Nota- Questo comunicato è stato pubblicato integralmente come contributo esterno. Questo contenuto non è pertanto un articolo prodotto dalla redazione di PisaToday

Dopo la pessima uscita sulla Liberazione, la Sindaca di Cascina e la sua giunta adottano un altro provvedimento abominevole, finalizzato in apparenza a difendere le donne, ma che di fatto costruisce un teorema razzista che identifica nelle persone di lingua araba i potenziali stupratori. Il fatto di cronaca al quale il provvedimento rimanda è chiaramente lo stupro di Rimini.

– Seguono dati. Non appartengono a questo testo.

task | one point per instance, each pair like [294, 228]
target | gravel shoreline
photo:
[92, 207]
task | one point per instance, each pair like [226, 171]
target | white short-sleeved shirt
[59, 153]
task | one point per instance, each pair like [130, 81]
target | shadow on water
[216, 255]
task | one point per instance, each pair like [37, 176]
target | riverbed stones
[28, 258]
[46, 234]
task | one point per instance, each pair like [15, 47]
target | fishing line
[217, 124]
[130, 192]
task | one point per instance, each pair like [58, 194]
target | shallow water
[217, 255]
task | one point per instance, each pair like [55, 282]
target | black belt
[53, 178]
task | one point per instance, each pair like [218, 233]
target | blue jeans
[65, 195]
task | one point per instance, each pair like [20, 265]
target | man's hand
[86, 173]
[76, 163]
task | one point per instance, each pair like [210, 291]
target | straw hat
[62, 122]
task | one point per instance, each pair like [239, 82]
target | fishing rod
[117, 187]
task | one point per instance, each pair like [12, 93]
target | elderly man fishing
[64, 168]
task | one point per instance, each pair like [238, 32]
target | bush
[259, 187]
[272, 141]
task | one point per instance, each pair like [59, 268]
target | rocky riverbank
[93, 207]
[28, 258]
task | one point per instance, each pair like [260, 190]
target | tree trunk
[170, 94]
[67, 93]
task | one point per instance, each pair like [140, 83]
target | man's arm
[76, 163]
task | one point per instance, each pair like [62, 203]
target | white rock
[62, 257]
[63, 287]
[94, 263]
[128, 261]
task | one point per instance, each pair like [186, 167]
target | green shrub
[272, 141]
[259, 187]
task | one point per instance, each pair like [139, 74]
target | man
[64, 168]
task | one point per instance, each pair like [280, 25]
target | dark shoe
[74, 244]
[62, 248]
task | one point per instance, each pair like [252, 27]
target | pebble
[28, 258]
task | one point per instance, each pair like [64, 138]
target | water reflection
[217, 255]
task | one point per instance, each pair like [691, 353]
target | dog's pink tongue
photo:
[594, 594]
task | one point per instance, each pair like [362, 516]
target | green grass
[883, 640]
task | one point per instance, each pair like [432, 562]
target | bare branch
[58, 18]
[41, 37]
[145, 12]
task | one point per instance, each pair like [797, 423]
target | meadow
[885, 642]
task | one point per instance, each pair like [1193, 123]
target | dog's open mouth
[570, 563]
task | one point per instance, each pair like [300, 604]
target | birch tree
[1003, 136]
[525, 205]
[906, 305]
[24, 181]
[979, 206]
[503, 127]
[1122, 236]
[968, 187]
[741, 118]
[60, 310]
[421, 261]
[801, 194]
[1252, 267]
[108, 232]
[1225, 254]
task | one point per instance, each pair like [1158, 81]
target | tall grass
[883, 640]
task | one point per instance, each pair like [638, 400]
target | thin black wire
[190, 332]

Nella delibera di giunta di mercoledì 6 settembre si intende creare un fondo per l'acquisto di spray al peperoncino da distribuire alle donne che ne facciano richiesta, e insieme si dispone di affiggere cartelli in due lingue, araba e italiana, per richiamare evidentemente le persone di lingua araba al rispetto delle donne.
L'operazione è truce, in un colpo solo si indica nella persona di lingua araba un potenziale stupratore.
Fra parentesi: perché di lingua araba? Nelle sue spiegazioni la stessa Sindaca Ceccardi parla genericamente di “cultura profondamente diversa”, come se un Saudita, un Egiziano, un Libanese, un Marocchino appartenessero ad un’unica cultura, e come se tutte le culture diverse che si incontrano nel nostro territorio (arricchendolo, secondo noi) condividessero la conoscenza dell'arabo.
Ancora una volta questa giunta riesce a dare mostra di un pressappochismo impressionante. Ma l'importante è dare agli italiani il messaggio che quelli sono i nemici da educare e isolare.
E tutto questo dopo aver eliminato la Consulta per le Pari Opportunità, perché il neofemminismo alla wonder woman della Sindaca Ceccardi è fatto di donne con gli attributi, che sanno difendersi dalle aggressioni e conquistarsi la parità con i maschi con lo spray al peperoncino, imparando a "non fare le prede" (sue testuali parole), senza inutili simboli come scarpe o sedie rosse, e soprattutto senza dover tirare in ballo la dimensione culturale e collettiva dell’identità e della questione femminile.
Ci aspettiamo a questo punto che la Sindaca istituisca quanto prima un fondo per acquistare zanzariere, perché si sa, gli stranieri portano anche la malaria.